March 2013
Dear Sisters and Brothers in Christ: Christ is in our midst!
Do you think if Jesus were to appear at the door of our church today he would come in grand Byzantine vestments, mitre and all? I do not believe it. I seriously doubt we would recognize him. Since we already think we know him he would have to look like we think he would look before we would recognize him. Since we already think we know what he would do and say, then he would have to do and say what we think he should in order for us to receive him. What if he didn't?
Psychologically, that is called projection. It's like when we marry the "perfect woman" and wake up one day and realize she isn't all that perfect! She never was. We fall in love with our ideas of people most of the time rather than the people themselves. We create false images in our minds and believe them! In order to love someone, we have to be willing to let go of our ideas about who they are and just let them be who they are. No manipulation, no deception, no expectations. Just the facts will do when love is at stake.
The same is true of God. Our ideas of him are exactly that, "ours." Not setting up false images has less to do with statues than it does with our thoughts and definitions. That is why the Great Western Mystic Meister Eckhart wrote (scandalously), "In order to find God, we must let go of God. There above the mind, God shines."
I recommend this Great Lent that we learn how to fast from our projections, to let them go and dare to meet God face to face. This demands a good deal of quiet and stillness so that we can actually watch how we construct our projections and then, with kindness and compassion (a little humor is also very good), we gently let them go with a fond farewell. Remember the verse, "Be still and know that I am God?" There you go! That is how we find that place "above the mind, where God shines."

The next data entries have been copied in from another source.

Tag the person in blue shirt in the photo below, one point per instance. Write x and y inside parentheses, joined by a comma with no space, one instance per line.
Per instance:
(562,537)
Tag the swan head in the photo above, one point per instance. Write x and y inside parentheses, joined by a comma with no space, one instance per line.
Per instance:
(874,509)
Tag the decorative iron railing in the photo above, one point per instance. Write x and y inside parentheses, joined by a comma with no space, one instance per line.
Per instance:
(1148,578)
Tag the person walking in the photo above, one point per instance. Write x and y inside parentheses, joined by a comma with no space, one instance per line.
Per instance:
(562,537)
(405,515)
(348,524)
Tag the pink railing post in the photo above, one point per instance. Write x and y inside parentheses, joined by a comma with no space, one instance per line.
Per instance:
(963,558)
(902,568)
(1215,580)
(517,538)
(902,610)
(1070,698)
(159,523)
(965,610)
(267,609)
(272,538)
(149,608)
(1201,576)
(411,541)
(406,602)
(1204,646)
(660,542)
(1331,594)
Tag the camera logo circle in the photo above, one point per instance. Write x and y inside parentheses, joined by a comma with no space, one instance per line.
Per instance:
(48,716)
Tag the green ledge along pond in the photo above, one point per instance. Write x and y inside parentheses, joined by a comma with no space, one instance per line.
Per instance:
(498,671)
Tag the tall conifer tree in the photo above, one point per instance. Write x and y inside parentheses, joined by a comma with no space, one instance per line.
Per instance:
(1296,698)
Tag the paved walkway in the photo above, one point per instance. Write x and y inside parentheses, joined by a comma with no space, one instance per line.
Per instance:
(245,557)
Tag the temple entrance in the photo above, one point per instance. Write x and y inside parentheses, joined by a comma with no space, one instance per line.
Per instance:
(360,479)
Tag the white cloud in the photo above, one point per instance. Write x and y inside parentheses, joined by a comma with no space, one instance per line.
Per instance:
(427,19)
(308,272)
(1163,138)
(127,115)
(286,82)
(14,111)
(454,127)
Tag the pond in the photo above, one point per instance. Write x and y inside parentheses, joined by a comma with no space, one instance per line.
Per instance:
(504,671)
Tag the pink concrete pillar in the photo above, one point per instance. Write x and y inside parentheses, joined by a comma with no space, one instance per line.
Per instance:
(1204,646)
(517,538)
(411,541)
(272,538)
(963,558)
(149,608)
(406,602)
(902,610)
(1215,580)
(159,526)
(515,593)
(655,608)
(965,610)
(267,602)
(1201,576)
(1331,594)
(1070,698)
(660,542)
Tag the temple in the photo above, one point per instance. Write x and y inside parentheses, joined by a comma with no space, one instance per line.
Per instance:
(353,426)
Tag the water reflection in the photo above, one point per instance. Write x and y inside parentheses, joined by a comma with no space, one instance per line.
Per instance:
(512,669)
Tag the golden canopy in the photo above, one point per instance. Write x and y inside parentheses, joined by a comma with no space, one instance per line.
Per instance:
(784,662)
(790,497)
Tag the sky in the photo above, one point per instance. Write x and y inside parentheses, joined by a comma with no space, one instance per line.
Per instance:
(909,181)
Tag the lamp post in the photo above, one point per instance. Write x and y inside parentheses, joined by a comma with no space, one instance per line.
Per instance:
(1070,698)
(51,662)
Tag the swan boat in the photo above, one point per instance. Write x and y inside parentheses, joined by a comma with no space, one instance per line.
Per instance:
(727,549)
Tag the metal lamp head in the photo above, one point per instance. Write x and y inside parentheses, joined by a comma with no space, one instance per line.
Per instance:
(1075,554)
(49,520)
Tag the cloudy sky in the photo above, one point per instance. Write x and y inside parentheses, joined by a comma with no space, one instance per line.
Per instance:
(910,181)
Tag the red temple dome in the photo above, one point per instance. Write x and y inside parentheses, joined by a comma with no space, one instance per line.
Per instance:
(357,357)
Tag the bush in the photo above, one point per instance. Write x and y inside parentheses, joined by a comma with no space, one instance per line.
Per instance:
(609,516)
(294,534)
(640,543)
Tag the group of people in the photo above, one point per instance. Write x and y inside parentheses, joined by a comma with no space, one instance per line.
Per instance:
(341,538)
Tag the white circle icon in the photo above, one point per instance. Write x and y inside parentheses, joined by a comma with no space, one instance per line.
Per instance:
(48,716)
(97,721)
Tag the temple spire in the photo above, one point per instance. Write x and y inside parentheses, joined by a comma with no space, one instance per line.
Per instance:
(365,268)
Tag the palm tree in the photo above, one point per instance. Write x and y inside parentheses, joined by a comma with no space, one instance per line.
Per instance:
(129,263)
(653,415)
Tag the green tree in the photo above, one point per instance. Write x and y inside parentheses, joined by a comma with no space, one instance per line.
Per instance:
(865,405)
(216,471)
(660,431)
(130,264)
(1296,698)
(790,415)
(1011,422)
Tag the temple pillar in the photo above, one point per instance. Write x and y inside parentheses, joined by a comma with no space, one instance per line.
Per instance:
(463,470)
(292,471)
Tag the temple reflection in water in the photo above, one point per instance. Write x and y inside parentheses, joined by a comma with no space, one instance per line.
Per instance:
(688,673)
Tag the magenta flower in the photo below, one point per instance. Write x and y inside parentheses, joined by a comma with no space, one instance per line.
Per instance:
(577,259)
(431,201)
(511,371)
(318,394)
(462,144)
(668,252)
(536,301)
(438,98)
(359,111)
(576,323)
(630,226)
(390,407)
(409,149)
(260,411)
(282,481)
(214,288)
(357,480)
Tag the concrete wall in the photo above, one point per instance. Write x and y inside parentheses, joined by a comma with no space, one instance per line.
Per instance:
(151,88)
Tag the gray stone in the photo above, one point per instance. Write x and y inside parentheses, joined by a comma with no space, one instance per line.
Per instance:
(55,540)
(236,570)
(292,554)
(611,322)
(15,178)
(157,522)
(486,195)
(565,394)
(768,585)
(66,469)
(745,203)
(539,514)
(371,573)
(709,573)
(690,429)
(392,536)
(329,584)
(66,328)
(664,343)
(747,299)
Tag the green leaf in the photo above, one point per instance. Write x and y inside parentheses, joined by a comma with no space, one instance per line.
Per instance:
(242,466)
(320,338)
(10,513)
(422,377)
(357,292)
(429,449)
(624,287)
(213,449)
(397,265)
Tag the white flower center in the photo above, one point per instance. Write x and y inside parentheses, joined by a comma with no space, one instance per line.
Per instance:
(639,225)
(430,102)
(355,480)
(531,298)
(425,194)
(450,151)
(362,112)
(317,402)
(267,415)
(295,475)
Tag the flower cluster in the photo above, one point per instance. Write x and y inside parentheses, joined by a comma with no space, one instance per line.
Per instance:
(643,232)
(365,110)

This also means letting him meet us face to face as well. That calls for us to become honest with ourselves. What is going on under my own skin? What is it that compels my behavior?
Why am I not free to do the good I know I should do? This is what confession is supposed to look like. We need to do more than give a laundry list of sins; we need a deep cleaning, a true transformation. We need to get real. It is a painful process no doubt, but it leads to liberation, to freedom, and finally to joy.
Meister Eckhart's instruction about knowing God applies here as well. In order to know ourselves we have to let go of ourselves.